Major battle between the Georgian army led by Ivane Mkhargrdzeli and the Khwarazmean forces of Jalāl al-Dīn. The Khwarazmean forces were displaced by the Mongol invasion of Central Asia, which claimed the powerful Empire of Khwarazm. After escaping to India and then eastern Persia, Jalāl al-Dīn rallied his forces, but instead of engaging the Mongols, he led them against neighboring Georgia. In the summer of 1225, his army of more than 100,000 men (some estimates place its strength at 200,000 men) approached the Georgian borders in Armenia, where Ivane Mkhargrdzeli gathered about 70,000 men. The Georgian advance guard was composed of the Meskhian troops under Lords Shalva and Ivane Akhaltsikheliwhile the main forces were deployed on the hills near Gahrni.
The battle started with the attack of the Georgian advance guard but feuding among the Georgian commanders predetermined the battle outcome. Despite repeated pleas from the Akhaltsikheli brothers, Ivane Mkhargrdzeli refused to commit his forces in support of his rivals and watched as the Khwarazmean troops slaughtered the Meskhs. Ivane Akhaltsikheli fell on the battlefield, while Shalva was captured and later executed. The battle had a tremendous impact on Georgia, which had not experienced foreign invasions for almost a hundred years. The battle effectively signaled the end of the Golden Age of Georgia and the start of a long twilight. Jalāl al-Dīn soon captured Tbilisi and ravaged the country for the next five years until the arrival of the Mongols.
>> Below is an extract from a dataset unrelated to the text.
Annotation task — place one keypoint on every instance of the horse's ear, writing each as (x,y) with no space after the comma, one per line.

Decisive battle between the Georgians and the Seljuk Turks of Rüm near Basian, in the vicinity of Erzurum (in modern Turkey); the date is usually given as 1203 but recent research suggest that the battle was fought in the summer of 1202. Under the rule of Kings David IV Aghmashenebeli and Giorgi III, Georgia emerged as one of the most powerful states in the Near East. The reign of Queen Tamar (1178–1213) further underscored Georgian might after a large Islamic coalition was crushed in the battle of Shamkhor in 1195. Alarmed by the Georgian success, Sultan Rukn ad-Din Suleiman Shah of Rüm (1196–1204) rallied the forces of the Muslim principalities against Georgia. The massive Islamic army (estimates range between 150,000–400,000 men) advanced toward the Georgian borders in 1203 and was met by the 90,000-strong Georgian army under David Soslani at Basian. The Georgian army was deployed with western (apkhazni da imerni) and eastern (amerni da her-kakhni) Georgian troops on flanks and some 40,000 men under Shalva and Ivane Akhaltsikheili in the center while Zakaria Mkhagrdzeli led the advance guard.
The Georgians initially made an unexpected attack with their advance guard on the Muslim army and spread confusion among the enemy troops. Sultan Rukn ad-Din Suleiman managed to rally his forces and counterattacked but was surprised by coordinated flanking attacks which routed his forces. Still, both sides suffered heavy casualties in the bitterly contested battle. The victory at Basian secured the Georgian preeminence in the region. Exploiting her success in this battle, Queen Tamar annexed Arran and Duin in 1203 and subdued the Emirate of Kars, Armen-Shahs and the emirs of Erzurum and Erzinjan. The Georgians then carried war into Azerbaijan and advanced as far as Ardabil and Tabriz in 1208 and into Qazvin and Khoy in 1210. These victories brought Georgia to the summit of its power and glory, establishing a pan-Caucasian Georgian empire that extended from the Black Sea to the Caspian and from the Caucasus Mountains to Lake Van.
Major battle between the Georgian army and Atabeg Abu-Bakr of Arran in June 1195 near Shamkhor (present day-Shamkir, Azerbaijan). In the mid-1190s, a bitter struggle between Atabeg Abu Bakr of Azerbaijan and Sirvanshah Aghsartan led to the defeat of the latter. Aghsartan, enjoying close relations with the Bagration dynasty, appealed for help to Georgia. In 1195, Queen Tamar dispatched her army under King Consort David Soslan to Shirvan. Atabeg Abu-Bakr rallied the forces of the neighboring Muslim principalities and met the Georgians near Shamkhor in June 1195. In a skillfully executed maneuver, David Soslan directed his troops toward the city of Shamkhor, which was a diversionary move while his main forces made a flanking attack against the Muslim troops. The Atabeg’s forces were surrounded and routed, and the city capitulated some time later. Among the Georgian trophies was the standard of the caliph which was donated to the Kakhuli Monastery. The Georgians launched a vigorous pursuit, seizing the key fortress of Ganja. Queen Tamar restored Aghsartan in Shirvan under the terms of vassalage, thereby greatly expanding her sphere of influence.